28. The OFPRA report at page 30 notes that those who were mobilised generally did not go directly or quickly to the ATO. There was no evidence before the Judge or ourselves to suggest the Appellant had specialist skills which indicated he would be deployed in the ATO. Paragraph 7.1 of the CPIN notes page 24 of the OFPRA Report 2017 stated that in June 2016, the Military advisor of the European Union Delegation in Ukraine asserted that conscripts (not recruits) mainly serve in supporting roles in backward positions and that sending conscripts to combat zones is against the law. Many conscripts are actually drafted into the Navy and the Air Force, but only few into the Army and the National Guard (the latter is mostly guarding public buildings). Representatives of the Ministry of Defence of Ukraine specified that, in anti-terrorist operation (ATO) zones, conscripts could however still work in arsenals. Indeed, the law provides that in the ATO zone, conscripts would not be involved in military tasks.

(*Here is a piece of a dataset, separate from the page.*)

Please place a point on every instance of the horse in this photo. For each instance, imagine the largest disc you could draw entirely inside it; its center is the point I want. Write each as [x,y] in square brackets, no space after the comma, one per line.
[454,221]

29. Regardless of any possible argument about which standard of proof might be applicable, the Judge noted the absence of any evidence before him to show the Appellant would be deployed in the ATO. We find the submission that the Appellant if deployed anywhere else in the Ukraine would be a person whose tasks could, sufficiently directly and reasonably plausibly, lead him to participate in acts constituting breaches of basic rules of human conduct to have not been supported by adequate evidence of causal nexus and indeed, to be so remote as to be fanciful. Our conclusion is that the Judge has not been shown to have materially erred in law and his decision shall stand.
Anonymity
30. An anonymity direction was made by the First-tier Tribunal. No submissions were made with reference to it and we consider it appropriate to continue the anonymity direction.
SUMMARY OF DECISION
The decision of the First-tier Tribunal does not contain an error of law and shall stand.
Anonymity direction continued.
Signed/Official Crest Date 04. i. 2022
Designated Judge Shaerf
A Deputy Judge of the Upper Tribunal
TO THE RESPONDENT
FEE AWARD
As we have dismissed the appeal we make no fee award.
Signed/Official Crest Date 04. 1. 2021
Designated Judge Shaerf
A Deputy Judge of the Upper Tribunal
_____________________________________________________________
NOTIFICATION OF APPEAL RIGHTS
1. A person seeking permission to appeal against this decision must make a written application to the Upper Tribunal. Any such application must be received by the Upper Tribunal within the appropriate period after this decision was sent to the person making the application. The appropriate period varies, as follows, according to the location of the individual and the way in which the Upper Tribunal’s decision was sent:
2. Where the person who appealed to the First-tier Tribunal is in the United Kingdom at the time that the application for permission to appeal is made, and is not in detention under the Immigration Acts, the appropriate period is 12 working days (10 working days, if the notice of decision is sent electronically).
3. Where the person making the application is in detention under the Immigration Acts, the appropriate period is 7 working days (5 working days, if the notice of decision is sent electronically).
4. Where the person who appealed to the First-tier Tribunal is outside the United Kingdom at the time that the application for permission to appeal is made, the appropriate period is 38 days (10 working days, if the notice of decision is sent electronically).
5. A “working day” means any day except a Saturday or a Sunday, Christmas Day, Good Friday or a bank holiday.
6. The date when the decision is “sent’ is that appearing on the covering letter or covering email.